Guangjie Liu¹Xiaoyan Zhang¹Yutong He²Di Liang²Shaonan Xie¹Ning Zhang³Nan Geng⁴Liwen Zhang⁵Yajie Huang⁶Fang Liu⁷Qingyi Liu^1*

• ¹Department of Thoracic Surgery, the Fourth Hospital of Hebei Medical University, Shijiazhuang, China
• ²The Fourth Hospital of Hebei Medical University Cancer Institute, Shijiazhuang, China
• ³Department of CT and MRI, the Fourth Hospital of Hebei Medical University, Shijiazhuang, Shijiazhuang, China
• ⁴Department of Respiratory medicine, the Fourth Hospital of Hebei Medical University, Shijiazhuang, Shijiazhuang, China
• ⁵Hebei Key Laboratory of Environment and Human Health, Department of Epidemiology and Statistics, School of Public Health, Hebei Medical University, Shijiazhuang, China
• ⁶Department of Medical oncology, the Fourth Hospital of Hebei Medical University, Shijiazhuang, Shijiazhuang, China
• ⁷Department of Hospital quality and control, the Fourth Hospital of Hebei Medical University, Shijiazhuang, China

Abstract Background: Despite advances in immunotherapy, durable responses in lung cancer remain limited to a subset of patients, underscoring the need for biomarkers capturing spatial immune-tumor interactions.

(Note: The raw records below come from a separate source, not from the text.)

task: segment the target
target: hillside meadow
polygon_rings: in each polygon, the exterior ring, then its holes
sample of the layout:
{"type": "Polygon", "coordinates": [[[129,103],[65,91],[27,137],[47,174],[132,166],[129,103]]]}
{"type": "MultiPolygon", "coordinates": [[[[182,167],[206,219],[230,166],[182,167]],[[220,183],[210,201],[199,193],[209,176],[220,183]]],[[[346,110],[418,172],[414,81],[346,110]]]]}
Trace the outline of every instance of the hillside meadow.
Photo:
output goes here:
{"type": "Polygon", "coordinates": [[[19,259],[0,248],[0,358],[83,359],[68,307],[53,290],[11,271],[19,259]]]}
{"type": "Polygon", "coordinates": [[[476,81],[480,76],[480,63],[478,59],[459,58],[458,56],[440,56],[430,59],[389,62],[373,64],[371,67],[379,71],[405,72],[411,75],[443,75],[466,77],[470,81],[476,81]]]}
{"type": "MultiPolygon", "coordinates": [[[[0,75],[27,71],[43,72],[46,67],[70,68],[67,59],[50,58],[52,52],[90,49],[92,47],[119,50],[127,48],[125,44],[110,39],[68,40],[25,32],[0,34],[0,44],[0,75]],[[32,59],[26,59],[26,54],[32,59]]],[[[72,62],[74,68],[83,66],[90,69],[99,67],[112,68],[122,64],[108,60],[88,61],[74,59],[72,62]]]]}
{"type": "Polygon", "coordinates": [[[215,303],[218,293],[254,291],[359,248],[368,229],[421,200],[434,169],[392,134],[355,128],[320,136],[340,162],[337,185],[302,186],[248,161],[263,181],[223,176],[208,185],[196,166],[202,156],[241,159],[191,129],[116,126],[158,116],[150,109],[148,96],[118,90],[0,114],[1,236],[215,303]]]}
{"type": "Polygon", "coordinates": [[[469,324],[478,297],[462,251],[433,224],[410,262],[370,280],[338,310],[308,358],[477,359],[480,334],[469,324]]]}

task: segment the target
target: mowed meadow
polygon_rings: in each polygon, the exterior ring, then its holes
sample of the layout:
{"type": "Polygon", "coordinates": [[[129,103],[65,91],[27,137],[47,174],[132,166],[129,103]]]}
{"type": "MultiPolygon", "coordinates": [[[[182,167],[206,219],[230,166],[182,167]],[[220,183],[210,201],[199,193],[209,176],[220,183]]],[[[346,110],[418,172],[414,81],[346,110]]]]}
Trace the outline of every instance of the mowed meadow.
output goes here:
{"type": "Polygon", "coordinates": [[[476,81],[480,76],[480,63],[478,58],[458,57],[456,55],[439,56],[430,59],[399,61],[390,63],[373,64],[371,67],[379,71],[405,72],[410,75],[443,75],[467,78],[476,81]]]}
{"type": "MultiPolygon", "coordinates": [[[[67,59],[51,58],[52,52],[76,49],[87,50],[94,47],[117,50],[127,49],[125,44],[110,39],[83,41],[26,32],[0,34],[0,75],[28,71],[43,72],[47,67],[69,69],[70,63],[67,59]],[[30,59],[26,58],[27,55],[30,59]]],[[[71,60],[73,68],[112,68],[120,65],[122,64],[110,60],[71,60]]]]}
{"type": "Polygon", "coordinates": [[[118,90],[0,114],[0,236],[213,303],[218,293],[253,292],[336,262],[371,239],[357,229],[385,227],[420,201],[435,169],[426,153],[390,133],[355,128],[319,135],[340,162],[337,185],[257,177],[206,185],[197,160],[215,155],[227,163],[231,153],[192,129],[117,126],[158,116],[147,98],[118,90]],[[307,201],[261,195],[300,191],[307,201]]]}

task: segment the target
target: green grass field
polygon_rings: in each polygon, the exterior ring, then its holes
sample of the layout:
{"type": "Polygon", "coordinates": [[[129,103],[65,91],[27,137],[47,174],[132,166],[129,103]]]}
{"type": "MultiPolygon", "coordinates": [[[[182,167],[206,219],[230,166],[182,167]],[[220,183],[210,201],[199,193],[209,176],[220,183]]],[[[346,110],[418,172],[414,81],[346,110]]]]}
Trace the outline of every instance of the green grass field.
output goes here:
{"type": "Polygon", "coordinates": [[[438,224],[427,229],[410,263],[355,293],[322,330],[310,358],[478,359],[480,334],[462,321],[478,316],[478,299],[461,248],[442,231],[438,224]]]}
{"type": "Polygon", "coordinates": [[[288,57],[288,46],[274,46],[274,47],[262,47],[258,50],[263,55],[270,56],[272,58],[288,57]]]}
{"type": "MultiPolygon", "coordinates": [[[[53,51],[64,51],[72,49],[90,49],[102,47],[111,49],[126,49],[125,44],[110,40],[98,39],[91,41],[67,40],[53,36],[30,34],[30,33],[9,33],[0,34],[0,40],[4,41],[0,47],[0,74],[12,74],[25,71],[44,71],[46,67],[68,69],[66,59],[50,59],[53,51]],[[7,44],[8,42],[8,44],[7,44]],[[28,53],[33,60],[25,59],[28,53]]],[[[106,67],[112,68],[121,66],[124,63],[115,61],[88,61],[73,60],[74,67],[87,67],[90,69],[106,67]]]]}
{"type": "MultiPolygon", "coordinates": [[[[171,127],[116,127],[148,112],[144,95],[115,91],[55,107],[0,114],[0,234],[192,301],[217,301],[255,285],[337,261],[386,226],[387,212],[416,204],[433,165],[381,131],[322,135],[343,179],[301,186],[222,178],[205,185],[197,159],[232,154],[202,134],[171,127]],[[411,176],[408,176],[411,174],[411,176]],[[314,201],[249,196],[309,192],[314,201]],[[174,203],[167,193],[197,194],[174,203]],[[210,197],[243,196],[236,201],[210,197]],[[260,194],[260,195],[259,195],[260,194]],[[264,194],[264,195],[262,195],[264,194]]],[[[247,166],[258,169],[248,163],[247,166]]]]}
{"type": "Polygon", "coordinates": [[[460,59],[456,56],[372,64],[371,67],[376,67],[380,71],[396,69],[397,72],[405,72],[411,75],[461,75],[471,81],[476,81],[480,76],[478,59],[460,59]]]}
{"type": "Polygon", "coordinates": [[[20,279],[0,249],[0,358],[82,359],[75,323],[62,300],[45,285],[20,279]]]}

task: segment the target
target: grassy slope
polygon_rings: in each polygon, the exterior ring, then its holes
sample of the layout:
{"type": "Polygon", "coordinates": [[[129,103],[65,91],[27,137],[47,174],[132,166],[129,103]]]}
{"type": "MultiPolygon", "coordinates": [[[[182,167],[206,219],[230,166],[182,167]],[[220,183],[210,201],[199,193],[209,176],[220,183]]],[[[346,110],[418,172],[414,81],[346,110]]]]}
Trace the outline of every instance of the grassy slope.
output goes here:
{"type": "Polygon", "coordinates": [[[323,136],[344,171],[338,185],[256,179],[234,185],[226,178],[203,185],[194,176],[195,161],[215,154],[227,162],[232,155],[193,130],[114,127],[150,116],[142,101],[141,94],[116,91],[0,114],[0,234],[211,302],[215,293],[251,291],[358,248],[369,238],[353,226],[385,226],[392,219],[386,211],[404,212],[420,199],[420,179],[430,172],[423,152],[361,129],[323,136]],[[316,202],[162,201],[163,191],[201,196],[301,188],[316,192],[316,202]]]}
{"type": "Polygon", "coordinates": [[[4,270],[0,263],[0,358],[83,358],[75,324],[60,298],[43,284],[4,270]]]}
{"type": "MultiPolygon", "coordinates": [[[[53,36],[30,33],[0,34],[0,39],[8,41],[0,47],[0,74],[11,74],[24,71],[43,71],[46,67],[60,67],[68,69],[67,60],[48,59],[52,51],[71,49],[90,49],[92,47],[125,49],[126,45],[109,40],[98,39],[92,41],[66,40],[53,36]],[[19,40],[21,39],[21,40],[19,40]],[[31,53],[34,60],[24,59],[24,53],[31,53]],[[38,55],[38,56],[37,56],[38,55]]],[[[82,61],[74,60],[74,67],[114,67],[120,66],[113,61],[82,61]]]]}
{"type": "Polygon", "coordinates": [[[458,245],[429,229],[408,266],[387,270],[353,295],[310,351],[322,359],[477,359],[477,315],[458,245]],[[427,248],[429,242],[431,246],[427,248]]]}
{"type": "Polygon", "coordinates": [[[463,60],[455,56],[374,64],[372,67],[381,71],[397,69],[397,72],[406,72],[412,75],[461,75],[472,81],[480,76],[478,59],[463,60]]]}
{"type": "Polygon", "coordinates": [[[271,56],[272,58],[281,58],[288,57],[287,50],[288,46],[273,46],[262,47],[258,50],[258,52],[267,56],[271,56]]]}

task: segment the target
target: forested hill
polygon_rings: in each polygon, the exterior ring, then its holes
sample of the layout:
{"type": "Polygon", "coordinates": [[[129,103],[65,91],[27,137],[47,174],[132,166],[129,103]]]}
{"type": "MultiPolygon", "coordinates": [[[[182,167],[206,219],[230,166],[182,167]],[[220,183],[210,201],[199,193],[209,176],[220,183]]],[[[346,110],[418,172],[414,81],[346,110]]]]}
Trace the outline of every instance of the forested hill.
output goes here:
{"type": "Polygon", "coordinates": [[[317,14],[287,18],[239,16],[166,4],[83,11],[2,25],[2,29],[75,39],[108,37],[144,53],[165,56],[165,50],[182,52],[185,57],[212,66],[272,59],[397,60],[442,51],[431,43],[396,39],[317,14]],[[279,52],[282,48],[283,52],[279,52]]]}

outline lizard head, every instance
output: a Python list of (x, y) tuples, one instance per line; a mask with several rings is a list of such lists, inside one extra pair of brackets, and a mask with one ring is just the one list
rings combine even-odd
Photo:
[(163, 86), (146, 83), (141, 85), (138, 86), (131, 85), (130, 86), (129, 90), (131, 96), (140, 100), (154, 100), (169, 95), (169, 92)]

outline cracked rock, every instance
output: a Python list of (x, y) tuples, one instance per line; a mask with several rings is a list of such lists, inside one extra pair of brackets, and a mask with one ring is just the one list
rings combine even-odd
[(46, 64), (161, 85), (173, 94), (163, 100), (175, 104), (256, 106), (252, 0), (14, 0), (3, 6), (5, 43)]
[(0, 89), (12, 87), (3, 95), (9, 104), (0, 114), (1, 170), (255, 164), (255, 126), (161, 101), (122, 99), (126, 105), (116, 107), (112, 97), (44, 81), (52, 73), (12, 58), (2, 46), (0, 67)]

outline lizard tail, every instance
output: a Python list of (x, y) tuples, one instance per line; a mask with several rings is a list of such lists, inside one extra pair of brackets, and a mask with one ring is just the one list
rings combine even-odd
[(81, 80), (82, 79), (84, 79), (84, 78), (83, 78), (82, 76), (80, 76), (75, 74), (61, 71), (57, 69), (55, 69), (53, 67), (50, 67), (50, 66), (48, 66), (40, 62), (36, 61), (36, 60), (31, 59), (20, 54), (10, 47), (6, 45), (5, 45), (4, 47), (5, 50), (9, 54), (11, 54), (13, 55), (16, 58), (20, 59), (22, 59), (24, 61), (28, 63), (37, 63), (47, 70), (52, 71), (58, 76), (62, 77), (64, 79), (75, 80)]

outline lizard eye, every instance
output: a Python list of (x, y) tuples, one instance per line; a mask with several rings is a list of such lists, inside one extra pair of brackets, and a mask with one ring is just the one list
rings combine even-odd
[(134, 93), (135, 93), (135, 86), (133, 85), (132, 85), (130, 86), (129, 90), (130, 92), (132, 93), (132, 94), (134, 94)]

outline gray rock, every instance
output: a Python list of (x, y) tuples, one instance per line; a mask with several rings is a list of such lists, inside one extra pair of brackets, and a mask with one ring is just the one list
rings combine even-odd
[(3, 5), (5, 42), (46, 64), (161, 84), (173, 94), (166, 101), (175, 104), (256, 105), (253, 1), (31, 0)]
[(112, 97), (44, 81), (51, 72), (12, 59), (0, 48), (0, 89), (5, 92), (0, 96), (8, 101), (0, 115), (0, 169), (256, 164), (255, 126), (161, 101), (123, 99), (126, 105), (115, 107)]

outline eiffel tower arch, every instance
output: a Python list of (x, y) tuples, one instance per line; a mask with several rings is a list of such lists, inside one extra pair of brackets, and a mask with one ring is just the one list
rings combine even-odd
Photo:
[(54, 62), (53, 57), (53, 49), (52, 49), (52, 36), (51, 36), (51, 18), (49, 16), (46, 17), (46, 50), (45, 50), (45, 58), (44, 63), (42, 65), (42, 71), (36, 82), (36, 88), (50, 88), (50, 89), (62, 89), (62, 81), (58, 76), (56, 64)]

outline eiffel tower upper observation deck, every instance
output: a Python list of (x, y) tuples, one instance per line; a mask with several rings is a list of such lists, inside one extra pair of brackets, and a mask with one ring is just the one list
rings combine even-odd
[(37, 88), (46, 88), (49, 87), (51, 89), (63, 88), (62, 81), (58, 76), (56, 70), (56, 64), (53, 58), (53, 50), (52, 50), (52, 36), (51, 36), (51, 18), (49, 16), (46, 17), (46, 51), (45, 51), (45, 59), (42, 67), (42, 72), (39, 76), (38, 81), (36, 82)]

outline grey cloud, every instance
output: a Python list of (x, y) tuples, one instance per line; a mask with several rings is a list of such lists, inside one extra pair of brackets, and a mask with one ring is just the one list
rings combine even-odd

Current methods, such as PD-L1 immunohistochemistry, suffer from sampling bias and fail to decode dynamic immune evasion mechanisms non-invasively. Methods: We developed a radiomics framework integrating longitudinal tumor growth kinetics (log volume change rate, LVCR) with deep learning to: (1) delineate tumors via medical knowledge-guided segmentation; and (2) derive an Immune Evasion Score (IES) predicting immunosuppressive niches. The model employs immune-aware attention gates (IAAG) to prioritize regions associated with aggressive growth (high LVCR) and immune evasion. Results: Validated on 420 CT scans, our approach achieved superior segmentation accuracy (Dice=0.7728±0.03; HD95=9.8±1.5 mm) over existing models. Critically, the IES predicted PD-L1 expression (AUC=0.85; *p*<0.001) and CD8+ T-cell exclusion (*p*<0.01). High IES correlated with rapid immunotherapy progression (HR=2.3, *p*=0.004), and spatial analysis confirmed 72.3% concordance between IAAG-prioritized regions and pathological PD-L1+ niches. Conclusion: This work establishes a non-invasive paradigm for mapping immunosuppressive microenvironments, bridging precision radiotherapy with immunotherapy personalization. The IES provides a dynamic biomarker of immune evasion, potentially guiding patient stratification for checkpoint inhibitors. Keywords: Tumor immune microenvironment; Immunotherapy response; Radiomic biomarkers; Precision radiotherapy; Tumor growth kinetics.